The researchers are optimistic that this discovery could pave the way for a novel approach to countering overdoses, either by developing a new product or by synergizing with naloxone, the widely used antidote for opiate overdoses.


The Canadian government's data reveals that approximately 20 people die daily from apparent opioid toxicity, with synthetic opioids, notably fentanyl, playing a significant role. While naloxone has been effective against opiate overdoses, it proves less potent when combating synthetic opioids within the fentanyl category.

To reverse the effects of an overdose, the body's opioid receptors require an alternative binding partner. The researchers found that synthetic opiates, including fentanyl, bind tightly to these receptors, making it challenging for naloxone to compete effectively.


In a fentanyl overdose, naloxone and fentanyl bind to different receptor sites, resulting in no competition. To address this, the researchers explored the potential of a negative allosteric modulator, aiming to reverse the effects of fentanyl and its impact on opioid receptors.

As per the University of Michigan, an allosteric modulator is a molecule that interacts with other molecules to influence their behavior.


To identify a potential solution for countering the effects of fentanyl, researchers evaluated 50 chemical compounds through experimentation. Among these compounds, cannabidiol (CBD) demonstrated the ability to act as a negative allosteric modulator at the binding site. However, initial testing required high concentrations of CBD.

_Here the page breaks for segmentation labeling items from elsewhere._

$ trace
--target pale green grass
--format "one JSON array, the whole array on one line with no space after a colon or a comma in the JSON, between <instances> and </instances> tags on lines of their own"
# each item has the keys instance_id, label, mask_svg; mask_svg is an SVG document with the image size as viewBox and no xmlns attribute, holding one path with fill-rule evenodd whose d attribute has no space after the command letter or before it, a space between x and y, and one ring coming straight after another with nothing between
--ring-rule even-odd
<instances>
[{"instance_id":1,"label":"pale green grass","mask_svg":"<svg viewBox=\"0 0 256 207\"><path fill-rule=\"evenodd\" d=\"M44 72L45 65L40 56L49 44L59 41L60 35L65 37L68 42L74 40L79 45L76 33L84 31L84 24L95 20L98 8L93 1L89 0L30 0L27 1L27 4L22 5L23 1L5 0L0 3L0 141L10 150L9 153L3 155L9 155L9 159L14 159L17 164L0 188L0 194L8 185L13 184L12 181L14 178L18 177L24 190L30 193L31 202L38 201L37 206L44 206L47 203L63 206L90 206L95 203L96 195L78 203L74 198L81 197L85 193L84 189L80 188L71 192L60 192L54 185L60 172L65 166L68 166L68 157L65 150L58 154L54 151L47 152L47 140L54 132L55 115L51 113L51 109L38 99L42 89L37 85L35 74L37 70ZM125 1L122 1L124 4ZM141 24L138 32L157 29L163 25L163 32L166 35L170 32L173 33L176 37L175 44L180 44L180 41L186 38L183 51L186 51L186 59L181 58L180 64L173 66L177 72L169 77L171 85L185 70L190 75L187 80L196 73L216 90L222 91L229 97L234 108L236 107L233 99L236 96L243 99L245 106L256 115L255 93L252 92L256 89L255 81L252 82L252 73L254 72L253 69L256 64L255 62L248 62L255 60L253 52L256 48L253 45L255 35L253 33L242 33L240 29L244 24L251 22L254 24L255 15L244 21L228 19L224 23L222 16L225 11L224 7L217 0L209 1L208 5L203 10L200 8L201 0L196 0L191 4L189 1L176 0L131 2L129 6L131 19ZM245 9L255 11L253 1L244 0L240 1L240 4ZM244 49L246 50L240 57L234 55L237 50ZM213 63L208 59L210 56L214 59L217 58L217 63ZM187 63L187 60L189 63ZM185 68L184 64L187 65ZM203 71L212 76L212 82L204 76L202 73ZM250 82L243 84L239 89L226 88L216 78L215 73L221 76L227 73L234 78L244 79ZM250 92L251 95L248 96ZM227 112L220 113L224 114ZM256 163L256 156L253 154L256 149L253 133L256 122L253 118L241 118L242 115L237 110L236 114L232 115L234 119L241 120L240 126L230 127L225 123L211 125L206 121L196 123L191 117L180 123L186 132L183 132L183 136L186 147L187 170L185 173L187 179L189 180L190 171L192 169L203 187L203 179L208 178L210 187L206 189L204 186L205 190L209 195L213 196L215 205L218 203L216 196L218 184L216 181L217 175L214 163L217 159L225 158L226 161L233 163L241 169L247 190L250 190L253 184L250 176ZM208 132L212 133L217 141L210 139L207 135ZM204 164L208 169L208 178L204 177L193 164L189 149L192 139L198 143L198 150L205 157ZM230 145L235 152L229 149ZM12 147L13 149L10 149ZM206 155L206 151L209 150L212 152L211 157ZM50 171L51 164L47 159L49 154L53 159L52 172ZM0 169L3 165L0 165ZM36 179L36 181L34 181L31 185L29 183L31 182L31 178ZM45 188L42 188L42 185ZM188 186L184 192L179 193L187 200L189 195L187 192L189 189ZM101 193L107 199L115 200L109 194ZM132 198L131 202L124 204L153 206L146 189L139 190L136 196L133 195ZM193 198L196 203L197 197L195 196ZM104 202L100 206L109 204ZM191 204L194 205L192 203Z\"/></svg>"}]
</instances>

After making modifications to enhance CBD's effectiveness, researchers successfully reversed the effects of fentanyl in blood or tissue samples.


"We've pinpointed essential structural components responsible for the desired antidote effect," explained Straiker. "Some of these compounds exhibit much greater potency than the lead compound. We've collaborated with another laboratory to model the binding site, which could aid in identifying additional promising compounds for further study."


The next crucial phase, as outlined in the study, involves testing these findings on live subjects to ascertain their ability to reverse respiratory depression, a critical aspect of drug overdoses.


The research conducted by Indiana University on a modified form of cannabidiol (CBD) as a potential antidote for fentanyl overdose holds excellent promise. The study's findings highlight the potential of CBD as a negative allosteric modulator capable of countering the effects of fentanyl. Further advancements in testing and modifications have shown encouraging results in reversing fentanyl's impact on blood and tissue samples.


As the research progresses, the next critical step involves testing these promising findings on live subjects to determine whether CBD can effectively reverse respiratory depression during drug overdoses. The potential implications of this breakthrough could pave the way for a novel approach to combating fentanyl-related overdoses and saving lives in the future.